Perhaps ironically, given that most unions are generally friendly to Democrats, some corporations offered more direct criticism of Republicans in the wake of the insurrection. In the days after the deadly attack, companies like Comcast and Marathon Petroleum announced they would suspend political contributions to candidates who voted against certifying the election. Those two companies alone had given western Pennsylvania’s Republican Congressmen a combined total of nearly $100,000 over the last decade.

Labor leaders note that unions are not necessarily able to respond to political headlines as quickly as corporations. Many union constitutions require a time-consuming endorsement process, whose outcome often dictates political giving. That makes it less feasible to respond swiftly to events like January’s insurrection.

The Pennsylvania  AFL-CIO, for example, sends a questionnaire to candidates running for office. The responses are then reviewed by local labor councils and must get the approval of two-thirds of each council’s members. Then the statewide AFL-CIO, which is made up of 60 vice presidents, receives the recommendations and votes again.

“It’s probably more like a six-week process,” said Rick Bloomingdale, who heads the Pennsylvania AFL-CIO.

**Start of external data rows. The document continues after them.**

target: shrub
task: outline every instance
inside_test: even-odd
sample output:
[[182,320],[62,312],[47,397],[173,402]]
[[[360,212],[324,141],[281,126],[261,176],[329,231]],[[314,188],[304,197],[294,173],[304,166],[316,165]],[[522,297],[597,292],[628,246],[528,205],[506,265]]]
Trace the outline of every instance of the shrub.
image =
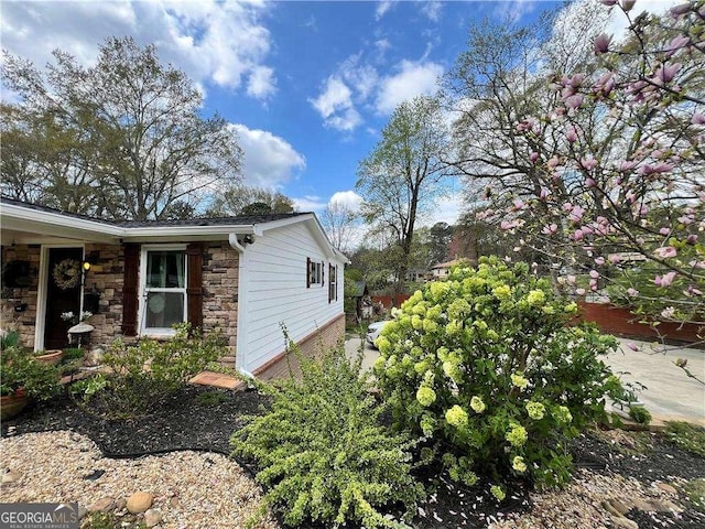
[[76,384],[73,393],[84,403],[97,403],[102,414],[112,418],[139,415],[162,404],[226,353],[218,333],[204,336],[188,324],[175,330],[164,342],[141,339],[133,346],[113,342],[102,360],[110,375]]
[[289,526],[312,519],[326,527],[346,520],[405,527],[377,507],[401,503],[409,511],[420,498],[409,475],[411,443],[380,425],[382,409],[360,379],[360,360],[351,365],[341,347],[318,360],[294,354],[301,378],[257,382],[271,396],[271,411],[248,418],[230,441],[235,456],[259,467],[257,481],[268,489],[260,515],[273,508]]
[[648,425],[651,423],[651,413],[642,406],[630,406],[629,417],[639,424]]
[[621,389],[598,358],[616,339],[566,326],[576,312],[525,263],[482,258],[429,283],[377,342],[375,375],[394,423],[435,443],[451,477],[468,485],[478,473],[565,483],[567,439],[605,420],[605,395]]
[[61,392],[56,367],[36,359],[34,353],[7,347],[0,353],[0,393],[26,395],[48,400]]
[[684,421],[669,421],[663,435],[679,449],[705,457],[705,428]]

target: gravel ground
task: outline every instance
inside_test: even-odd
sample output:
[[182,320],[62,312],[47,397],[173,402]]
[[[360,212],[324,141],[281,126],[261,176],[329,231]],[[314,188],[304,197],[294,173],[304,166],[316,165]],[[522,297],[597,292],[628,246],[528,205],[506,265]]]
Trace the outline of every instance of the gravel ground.
[[[251,474],[224,454],[242,414],[257,412],[263,401],[256,391],[218,391],[220,397],[204,403],[202,393],[214,391],[188,388],[164,409],[130,421],[102,420],[70,400],[4,421],[0,465],[9,483],[0,488],[0,500],[90,507],[147,490],[161,512],[159,528],[245,527],[261,492]],[[144,452],[161,455],[134,457]],[[499,506],[486,487],[458,488],[430,473],[425,484],[433,483],[435,492],[419,506],[413,527],[705,527],[705,515],[685,508],[679,493],[686,479],[705,477],[705,458],[653,434],[621,431],[581,436],[574,452],[583,467],[564,490],[519,488]],[[623,516],[615,511],[620,507]],[[258,527],[280,526],[268,519]]]

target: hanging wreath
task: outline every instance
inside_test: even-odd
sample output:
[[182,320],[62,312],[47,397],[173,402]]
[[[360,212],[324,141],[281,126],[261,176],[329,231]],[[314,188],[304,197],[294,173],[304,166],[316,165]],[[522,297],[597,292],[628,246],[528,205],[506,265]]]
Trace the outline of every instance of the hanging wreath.
[[54,266],[52,276],[59,289],[75,289],[80,283],[80,262],[76,259],[64,259]]

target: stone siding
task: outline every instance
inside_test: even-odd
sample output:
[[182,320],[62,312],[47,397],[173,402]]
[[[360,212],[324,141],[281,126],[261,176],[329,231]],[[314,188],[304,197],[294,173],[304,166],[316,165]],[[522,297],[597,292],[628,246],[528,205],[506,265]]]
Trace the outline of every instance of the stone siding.
[[210,242],[203,260],[203,326],[219,330],[228,341],[225,365],[235,367],[238,336],[239,255],[228,242]]
[[41,250],[39,245],[2,247],[3,266],[10,261],[28,261],[30,263],[30,284],[26,287],[2,284],[0,293],[0,327],[10,331],[17,330],[20,333],[20,344],[26,347],[34,347]]
[[[303,356],[311,358],[321,355],[324,350],[336,347],[344,339],[345,314],[340,314],[315,333],[306,336],[296,345]],[[288,377],[290,375],[290,369],[294,375],[301,373],[301,367],[299,366],[294,355],[282,352],[271,361],[264,364],[259,369],[256,369],[253,375],[263,380],[270,380],[273,378]]]

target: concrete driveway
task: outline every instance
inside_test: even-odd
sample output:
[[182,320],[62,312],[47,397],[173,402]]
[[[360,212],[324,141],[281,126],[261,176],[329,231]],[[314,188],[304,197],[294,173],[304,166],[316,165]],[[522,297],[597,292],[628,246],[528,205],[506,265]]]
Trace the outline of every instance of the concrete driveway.
[[[705,381],[705,350],[685,347],[655,347],[648,342],[618,338],[621,350],[610,354],[606,364],[623,381],[638,381],[647,387],[638,393],[653,415],[653,424],[679,420],[705,427],[705,385],[688,378],[675,365],[677,358],[687,359],[686,368]],[[345,349],[350,358],[357,355],[360,338],[349,338]],[[638,350],[633,350],[633,348]],[[365,344],[362,368],[370,369],[379,352]]]

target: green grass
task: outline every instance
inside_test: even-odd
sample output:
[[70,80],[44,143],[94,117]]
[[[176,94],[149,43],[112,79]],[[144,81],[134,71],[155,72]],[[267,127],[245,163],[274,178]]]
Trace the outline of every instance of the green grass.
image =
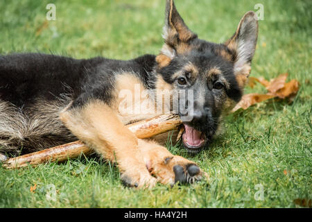
[[[0,53],[117,59],[157,54],[164,1],[53,1],[56,20],[46,22],[51,1],[1,0]],[[259,3],[264,20],[259,21],[252,76],[269,79],[287,72],[288,79],[300,82],[300,90],[293,103],[270,100],[229,115],[224,134],[198,155],[169,146],[198,163],[209,182],[125,188],[117,169],[94,157],[18,170],[0,167],[0,207],[299,207],[295,199],[311,199],[311,1],[176,1],[190,28],[216,42],[229,37],[243,15]],[[259,86],[246,92],[263,90]],[[254,198],[257,185],[263,200]],[[56,194],[51,196],[53,187]]]

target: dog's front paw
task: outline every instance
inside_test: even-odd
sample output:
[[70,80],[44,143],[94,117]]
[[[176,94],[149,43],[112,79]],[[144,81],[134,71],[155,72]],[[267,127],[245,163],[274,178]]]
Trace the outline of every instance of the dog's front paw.
[[139,171],[126,171],[121,173],[121,180],[125,186],[135,188],[152,188],[157,183],[148,173]]
[[166,157],[155,164],[151,173],[161,183],[171,185],[193,183],[207,176],[194,162],[177,155]]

And while Republican officeholders rarely get the statewide group’s backing anyway, Bloomingdale says that in future endorsement decisions, labor officials will consider how candidates like Reschenthaler and Kelly voted on Jan. 6.

“We’re certainly going to have that be a key vote and almost a line in the sand vote for us, because we are a democratic institution. We believe in democracy and free and fair elections and these elections were free and fair,” Bloomingdale said. Of the election itself, he said, “The system worked. For [Republicans] to say that it didn’t …. is just so ludicrous. It’s just a failure of leadership.”

Individual union workers, of course, can and often do ignore their union’s endorsement, and Trump catered heavily to steelworkers and others. Some unions have particular interests where they align with Republican positions: Democrats have had to tread carefully on issues like drilling for natural gas, for example, an industry that provides work for some unions.

Bloomingdale said he couldn’t comment on decisions made by specific labor groups.

“But just as right to work is a line in the sand for all of us — including some of the folks who might have endorsed some of the Republicans — [unions] will have to make the decision on whether or not the vote to overturn the January 6th results is a line in the sand for them.”

Nationally, the AFL-CIO represents more than 12 million workers and endorsed Joe Biden in the 2020 election.

“I can assure you that the labor movement will not endorse people and will not support people who tried to defy the will of the people and upend democracy,” said AFL-CIO President Richard Trumka in an interview with WESA. The events of January 6, he said, were “nothing short of a tragedy.”

Trumka said that while he couldn’t speak to an individual union’s support for a candidate, “All I can tell you is that I know our members have been ardent defenders … and I can tell you that will be a factor in deciding who gets support in the future.”

But SEIU 32BJ Vice President Gabe Morgan says he is outraged that any union would back candidates who backed efforts to overturn the results of the presidential election.

“These folks are trying to take away their vote,” he said. “Someone who spent all night cleaning an office building, or a nurse who’s working in a hospital — these are the folks who have had to work through this entire period of time and try to make sure that everybody else could be OK. Seeing that as a not union issue — taking away the votes of essential workers who voted by mail — is tough.”

SEIU did not donate to either Reschenthaler or Kelly, and Morgan said he would be surprised if any Republican would ever get its support.